Few voices have been raised against this outrageous failure of the west. And yet, Kosovo has a small, but well educated and westernised middle class, based in the civil administration set up by the UN mission, and the army of private contractors and “Non-Governmental Organisations” which the west used to reorganize the society and provide a social base for its continued presence. Profoundly opportunistic, these middle class layers would prefer to work for the foreign donors, who pay better and are less violent, but, as independence approached, many have attached themselves to one or the other of the warlord factions. Unlike the rest of former Yugoslavia, very few of these NGO activists have tried to organize or represent the disadvantaged majority in society, let alone resist the twin predators of neoliberalism and mafia.

This westernized middle class has had a central role in articulating and transmitting the dominant ideology in today’s Kosovo, a mixture of neo-liberal obsession with private enterprise, coupled with a xenophobic and clannish ultra-nationalism that justifies aggression against Kosovo’s national minorities, and legitimizes the various illegal traffics. By expelling Albanians from the civil service and socially-owned enterprises, Serbia’s “communist” regime definitively severed Albanian attachment to the social benefits of the Yugoslav system, and accelerated a return to pre-WWII self-reliance and clan-based solidarity.

Kosovo nationalism also includes a massive sense of entitlement, with most people believing that the European Union should provide massive and indefinite financial support to Kosovo, to make up for its failure to protect Kosovars in the past.

While the EU can be expected to bankroll the Kosovo state in the foreseeable future, this will be conditional on the economy remaining open to western investment in land, industry and services, and on a partial reduction in smuggling and criminal activities. The EU will also subsidise infrastructure projects (there is still no decent road link between landlocked Kosovo and the Albanian port of Durres), but it will be difficult for Kosovo firms to win more than a minor share of these contracts. Outside mining and electricity production, the only other potential investments are likely to be in the footware and textile sectors - Turkish and Greek companies are already investing in neighbouring Albania, and the Kosovo government can be expected to set its minimum wage so low as to attract some of this business. East European governments are already engaged in a ‘race to the bottom,’ with successive rounds of cuts to tax and business regulations to attract investors. Though it is hard to see how Kosovo can compete with neighbouring Macedonia, which offers a 10% flat tax and VAT rate, with generous tax holidays, excellent road and rail links to Europe, and lower levels of corruption and extortion.

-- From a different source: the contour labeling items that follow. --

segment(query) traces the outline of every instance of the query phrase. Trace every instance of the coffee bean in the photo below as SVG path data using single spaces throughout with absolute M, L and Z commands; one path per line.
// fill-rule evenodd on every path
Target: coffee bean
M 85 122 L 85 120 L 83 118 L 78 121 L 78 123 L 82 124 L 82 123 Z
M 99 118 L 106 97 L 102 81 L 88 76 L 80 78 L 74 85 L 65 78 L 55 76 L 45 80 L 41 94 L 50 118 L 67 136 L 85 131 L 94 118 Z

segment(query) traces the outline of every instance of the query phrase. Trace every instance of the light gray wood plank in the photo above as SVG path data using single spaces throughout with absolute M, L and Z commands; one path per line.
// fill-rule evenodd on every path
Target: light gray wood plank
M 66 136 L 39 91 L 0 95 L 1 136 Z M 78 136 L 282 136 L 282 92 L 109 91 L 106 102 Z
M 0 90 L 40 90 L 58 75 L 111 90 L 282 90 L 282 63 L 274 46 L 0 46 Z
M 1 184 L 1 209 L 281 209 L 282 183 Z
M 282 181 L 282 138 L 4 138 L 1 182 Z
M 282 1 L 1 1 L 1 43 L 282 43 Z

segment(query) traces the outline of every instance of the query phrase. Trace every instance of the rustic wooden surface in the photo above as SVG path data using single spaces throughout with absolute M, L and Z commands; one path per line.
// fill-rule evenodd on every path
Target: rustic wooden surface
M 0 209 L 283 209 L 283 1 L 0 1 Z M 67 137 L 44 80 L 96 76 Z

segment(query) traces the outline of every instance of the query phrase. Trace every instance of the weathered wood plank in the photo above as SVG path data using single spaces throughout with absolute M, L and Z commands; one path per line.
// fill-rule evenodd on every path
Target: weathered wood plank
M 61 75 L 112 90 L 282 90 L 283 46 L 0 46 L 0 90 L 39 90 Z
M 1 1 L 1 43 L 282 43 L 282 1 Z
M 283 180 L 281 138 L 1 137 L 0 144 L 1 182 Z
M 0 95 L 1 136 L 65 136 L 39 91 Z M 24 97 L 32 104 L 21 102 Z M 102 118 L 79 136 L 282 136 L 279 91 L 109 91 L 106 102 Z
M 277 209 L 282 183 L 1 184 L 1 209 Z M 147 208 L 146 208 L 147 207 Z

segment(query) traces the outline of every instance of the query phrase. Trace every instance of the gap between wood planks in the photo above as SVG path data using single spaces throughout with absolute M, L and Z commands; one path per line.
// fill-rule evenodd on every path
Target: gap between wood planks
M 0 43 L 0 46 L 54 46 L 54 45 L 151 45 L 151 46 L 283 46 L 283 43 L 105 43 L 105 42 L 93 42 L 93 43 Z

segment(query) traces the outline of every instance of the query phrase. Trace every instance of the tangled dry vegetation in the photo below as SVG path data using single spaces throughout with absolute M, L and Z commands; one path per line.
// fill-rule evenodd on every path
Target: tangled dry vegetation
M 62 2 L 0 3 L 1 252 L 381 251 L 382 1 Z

While the EU will insist that Kosovo opens its economy to western investment, it will continue to prevent legal migration of Kosovars into the EU labour market, creating an explosive social situation for the government of the newly-independent country.

In any case, the economic benefits of integration into the European space will be less than those lost by the division and destruction of the Yugoslav economic space. But the EU has always been more interested in increasing its domination of each of the Balkan countries than in supporting their regional integration and development.